Hedmark University College, Hamar, Norway.
J Appl Microbiol. 2013 Jan;114(1):141-51. doi: 10.1111/jam.12035. Epub 2012 Nov 1.
A major challenge in metagenome studies is to estimate the true size of all combined genomes. Here, we present a novel approach to estimate the size of all combined genomes for low coverage next-generation sequencing (NGS) data through empirically determined copy numbers of random DNA fragments.
Size estimates were made based on analyses of two experimental soil micro-ecosystems - simulating soil with and without earthworms. Our analyses showed combined genome sizes of about log 11 nucleotides for each of the soil micro-ecosystems, as estimated from qPCR determined copy numbers of random DNA fragments. This corresponds to more than 20000 unique bacterial genomes in each sample. There seemed, however, to be a bacterial subpopulation in the earthworm soil, not being present in the nonearthworm soil. To describe the structure of the metagenomes, both total DNA and amplified 16S rRNA gene sequence libraries were generated with 454-sequencing. Bioinformatic analysis of 454 sequence libraries showed a large functional but low taxonomic overlap between the samples with and without earthworms. A neutrality test indicated that rare species have a competitive advantage over abundant species in both micro-ecosystems providing a potential explanation for the large metagenome sizes.
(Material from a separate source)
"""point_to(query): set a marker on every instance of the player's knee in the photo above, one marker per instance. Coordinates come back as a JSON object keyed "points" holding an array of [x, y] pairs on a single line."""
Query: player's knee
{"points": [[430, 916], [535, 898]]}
We have shown that the soil metagenome is very large and that the large size is probably a consequence of top-down selection of the dominant bacterial species.
Estimates of metagenome size from low coverage NGS data will be important for guiding future NGS set-ups.
宏基因组研究的一个主要挑战是估计所有组合基因组的真实大小。在这里,我们通过经验确定随机 DNA 片段的拷贝数,提出了一种新的方法来估计低覆盖度下一代测序(NGS)数据中所有组合基因组的大小。
基于模拟有和没有蚯蚓的土壤微生态系统的两项实验,我们根据分析得出了大小估计值。我们的分析表明,根据随机 DNA 片段的 qPCR 确定的拷贝数,每个土壤微生态系统的组合基因组大小约为 11 个核苷酸对数。这相当于每个样本中有超过 20000 个独特的细菌基因组。然而,在蚯蚓土壤中似乎存在一个细菌亚群,而在没有蚯蚓的土壤中不存在。为了描述宏基因组的结构,我们使用 454 测序生成了总 DNA 和扩增 16S rRNA 基因序列文库。454 序列文库的生物信息学分析显示,有和没有蚯蚓的样本之间存在很大的功能重叠,但分类学重叠很小。中立性检验表明,稀有物种在两个微生态系统中都比丰富物种具有竞争优势,这为宏基因组的巨大大小提供了一个潜在的解释。
我们已经表明,土壤宏基因组非常大,而且这种大规模可能是主要细菌物种自上而下选择的结果。
从低覆盖 NGS 数据估计宏基因组的大小对于指导未来的 NGS 设置将非常重要。